Nelle Chiese Orientali le parole della consacrazione sono pronunciate soltanto da chi presiede l'Eucaristia. Solo nell'Ortodossia Russa esse sono pronunciate da tutti i concelebranti.

Approfondimento teologico

[[File:Concelebrazione quinto centenario morte san Francesco da Paola.jpg|right|350px|thumb|Concelebrazione eucaristica alla chiusura del V Centenario dalla morte di San Francesco di Paola; presiede S. E. Mons. Crescenzio Sepe, Cardinale Arcivescovo di Napoli, Basilica Reale, 5 aprile 2008]]

La concelebrazione è teologicamente giustificata: essa manifesta che la celebrazione eucaristica è una questione di tutto il popolo di Dio. La concelebrazione dei sacerdoti corrisponde a modo suo alla partecipazione attiva dei fedeli e rappresenta sensibilmente l'unità e la comunione del presbiterio, ovvero dei presbiteri con i Vescovi, ovvero dell'episcopato.

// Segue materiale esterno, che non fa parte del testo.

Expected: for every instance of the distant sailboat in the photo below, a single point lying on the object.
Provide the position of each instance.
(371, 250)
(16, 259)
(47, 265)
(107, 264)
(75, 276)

In riferimento alle concezioni quantitative dei secoli passati ("più Messe più grazia"), la concelebrazione sposta l'accento sul valore infinito dell'unico sacrificio della Messa, cui la concelebrazione nulla aggiunge.

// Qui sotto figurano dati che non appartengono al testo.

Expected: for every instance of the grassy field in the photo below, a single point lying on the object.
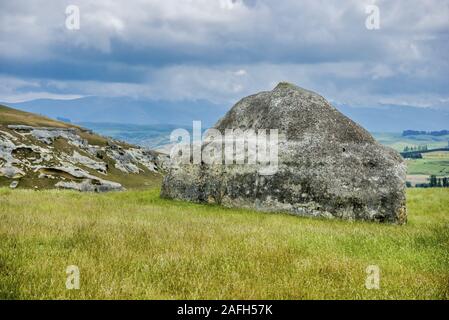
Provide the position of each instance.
(398, 142)
(136, 245)
(436, 163)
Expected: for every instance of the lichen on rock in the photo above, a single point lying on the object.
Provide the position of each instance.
(329, 166)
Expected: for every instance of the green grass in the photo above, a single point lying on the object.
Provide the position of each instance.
(136, 245)
(398, 142)
(436, 163)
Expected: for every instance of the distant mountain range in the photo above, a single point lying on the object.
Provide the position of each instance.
(124, 110)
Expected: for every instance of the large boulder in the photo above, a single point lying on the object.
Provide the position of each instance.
(328, 165)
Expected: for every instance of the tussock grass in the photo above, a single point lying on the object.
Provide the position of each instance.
(136, 245)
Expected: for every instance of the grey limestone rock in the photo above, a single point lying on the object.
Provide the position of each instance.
(328, 165)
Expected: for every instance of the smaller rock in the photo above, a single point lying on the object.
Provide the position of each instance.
(14, 184)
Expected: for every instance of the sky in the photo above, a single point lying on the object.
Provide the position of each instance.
(223, 50)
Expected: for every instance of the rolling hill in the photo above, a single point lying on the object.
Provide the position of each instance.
(38, 152)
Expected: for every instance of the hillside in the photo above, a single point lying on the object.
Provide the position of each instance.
(134, 245)
(38, 152)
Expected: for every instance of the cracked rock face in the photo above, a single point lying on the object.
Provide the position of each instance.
(328, 165)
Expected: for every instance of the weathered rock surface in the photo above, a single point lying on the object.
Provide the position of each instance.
(328, 165)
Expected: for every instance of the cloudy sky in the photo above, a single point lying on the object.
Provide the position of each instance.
(221, 50)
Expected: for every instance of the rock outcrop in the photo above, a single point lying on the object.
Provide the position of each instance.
(328, 165)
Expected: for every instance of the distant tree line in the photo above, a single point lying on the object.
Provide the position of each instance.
(417, 132)
(416, 148)
(434, 182)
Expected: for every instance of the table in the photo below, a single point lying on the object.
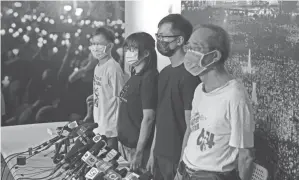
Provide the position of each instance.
(19, 138)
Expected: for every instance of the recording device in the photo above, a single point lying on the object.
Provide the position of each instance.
(102, 167)
(131, 176)
(112, 155)
(83, 156)
(146, 176)
(112, 175)
(89, 157)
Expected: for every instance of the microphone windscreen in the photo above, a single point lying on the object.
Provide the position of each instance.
(97, 147)
(74, 149)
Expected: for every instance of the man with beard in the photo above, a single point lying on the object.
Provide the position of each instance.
(175, 93)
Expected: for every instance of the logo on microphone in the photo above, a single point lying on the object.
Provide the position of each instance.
(89, 159)
(97, 138)
(112, 175)
(92, 173)
(110, 155)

Valore teologico della concelebrazione

La Costituzione sulla liturgia del Concilio Vaticano II afferma che la concelebrazione eucaristica "bene manifesta l'unità del sacerdozio" (SC 57).

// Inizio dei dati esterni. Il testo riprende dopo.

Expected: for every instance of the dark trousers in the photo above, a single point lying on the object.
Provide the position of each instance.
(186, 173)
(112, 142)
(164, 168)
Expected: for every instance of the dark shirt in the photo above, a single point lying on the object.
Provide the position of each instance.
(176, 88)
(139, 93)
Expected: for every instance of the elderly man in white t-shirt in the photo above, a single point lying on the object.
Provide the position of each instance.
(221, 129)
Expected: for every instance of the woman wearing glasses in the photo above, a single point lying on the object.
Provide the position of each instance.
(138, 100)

Ora, considerare la concelebrazione soltanto come espressione dell'unità del sacerdozio ministeriale potrebbe condurre ad una visione dell'Eucaristia in qualche modo clericaleggiante. Ecco quindi che giustamente il decreto con cui fu promulgato il rito della concelebrazione, Ecclesiae Semper[17] (7 marzo 1965), approfondisce i motivi teologici, che vengono poi ripresi dall'Ordinamento generale del Messale Romano, nelle sue diverse edizioni:

  • La concelebrazione manifesta "l'unità del sacrificio della croce, in quanto le varie messe rappresentano l'unico sacrifico di Cristo[18] e traggono la ragione di sacrificio dal fatto che sono il memoriale della immolazione cruenta compiuta sulla croce, i cui frutti vengo comunicati per mezzo di questa immolazione incruenta".
  • La concelebrazione manifesta "l'unità del sacerdozio, in quanto molti sono i sacerdoti che celebrano la Messa, ma i singoli non sono altro che ministri di Cristo, il quale per mezzo loro esercita il suo sacerdozio e, a tale scopo, con il sacramento dell'Ordine rende i singoli in modo tutto speciale partecipi del suo stesso sacerdozio. Pertanto anche quando i singoli offrono il sacrifico tuttavia lo fanno in virtù del medesimo sacerdozio ad agiscono in persona del sommo sacerdote, al quale soltanto e in assoluto spetta consacrare il sacramento del suo corpo e sangue sia per mezzo di uno solo sia per mezzo di molti contemporaneamente[19]".
  • Nella concelebrazione "appare più chiaramente l'azione di tutto il popolo di Dio; dato che ogni Messa, come celebrazione di quel sacramento in forza del quale la Chiesa vive e cresce ininterrottamente (LG 26) e nella quale si ha la precipua manifestazione della genuina natura della Chiesa stessa (SC 2. 41), è, più di qualunque altra azione liturgica (SC 26), azione di tutto il popolo santo di Dio, gerarchicamente ordinato e attivo".

Il decreto Ecclesiae semper può così concludere:

« Questa triplice prerogativa propria di ogni Messa balza agli occhi in modo singolare nel rito in cui più sacerdoti concelebrano la medesima Messa. Infatti in questo modo di celebrare la messa vari sacerdoti, in virtù del medesimo sacerdozio e in persona del sommo sacerdote, agiscono contemporaneamente con una sola volontà e una sola voce e nello stesso tempo compiono e offrono l'unico sacrificio con un unico atto sacramentale e insieme vi partecipano. »
(Ecclesiae Semper)

La concelebrazione eucaristica è quindi un atto collegiale in cui tutti i ministri convergono verso l'unico atto sacrificale che costruisce la comunità cristiana.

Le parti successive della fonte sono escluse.